Nuclear factor-kappa-B-inhibitor alpha (NFKBIA) is a developmental marker of NF-kappa B/p65 activation during in vitro oocyte maturation and early embryogenesis

METHODS AND RESULTS: We found a dynamic correlation between NFKBIA transcript, expression of I kappa B alpha-protein and activation of NF-kappa B/p65 in bovine oocyte and embryo. During the transition from immature to in vitro matured bovine oocyte, we observed a decrease in maternal NFKBIA mRNA and a parallel increase of the I kappa B alpha-protein (both P < 0.05). In the embryo, NFKBIA neo-synthesis is activated as a consequence of embryo genome activation (EGA), and IkBa decreases. NF-kappa B/p65-binding activity was detectable at low levels in immature oocyte, disappeared in dormant metaphase II oocyte and was strong in the embryo, during embryonic NFKBIA synthesis. The level of NF-kappa B/p65 DNA binding correlates with the timing of meiotic silencing during bovine oocyte maturation and embryonic transcription reprogramming.

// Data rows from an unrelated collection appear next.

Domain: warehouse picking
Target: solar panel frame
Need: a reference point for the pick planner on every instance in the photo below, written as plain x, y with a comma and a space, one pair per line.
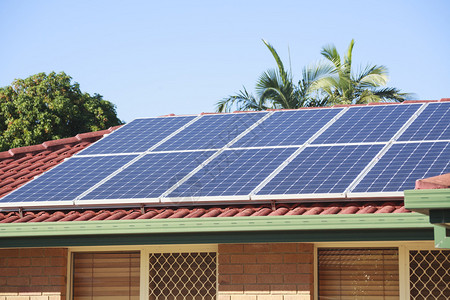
145, 133
432, 124
288, 128
147, 178
215, 179
71, 177
212, 131
369, 120
405, 159
286, 184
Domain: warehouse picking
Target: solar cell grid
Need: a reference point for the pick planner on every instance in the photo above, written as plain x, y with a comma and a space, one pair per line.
287, 128
326, 169
211, 132
69, 179
432, 124
150, 176
403, 164
137, 136
233, 172
368, 124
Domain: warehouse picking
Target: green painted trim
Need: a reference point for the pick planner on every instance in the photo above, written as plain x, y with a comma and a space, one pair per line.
215, 225
303, 236
425, 200
440, 216
441, 237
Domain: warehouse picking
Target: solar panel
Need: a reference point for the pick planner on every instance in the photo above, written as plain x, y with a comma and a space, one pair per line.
432, 124
211, 131
150, 176
368, 124
326, 169
68, 180
137, 136
403, 164
288, 128
233, 172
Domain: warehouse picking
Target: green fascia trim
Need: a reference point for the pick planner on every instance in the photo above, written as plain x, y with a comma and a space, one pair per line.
441, 237
440, 216
216, 225
425, 200
294, 236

BACKGROUND: The oocyte-to-embryo transition (OET) requires a co-ordinated transcriptional programme acting through evolutionarily conserved events, and transcription factors (TFs) are known to control these processes. Here, we focus on nuclear factor (NF)-kappa B, a TF involved in several cellular processes, studying NF kappa B-inhibitor (NFKBIA) mRNA and its protein product, I kappa B alpha, during OET. NFKBIA and IkBa are part of a regulatory loop, as IkBa is the major down-regulator of NF-kappa B activation while NFKBIA transcription is activated by NF-kappa B.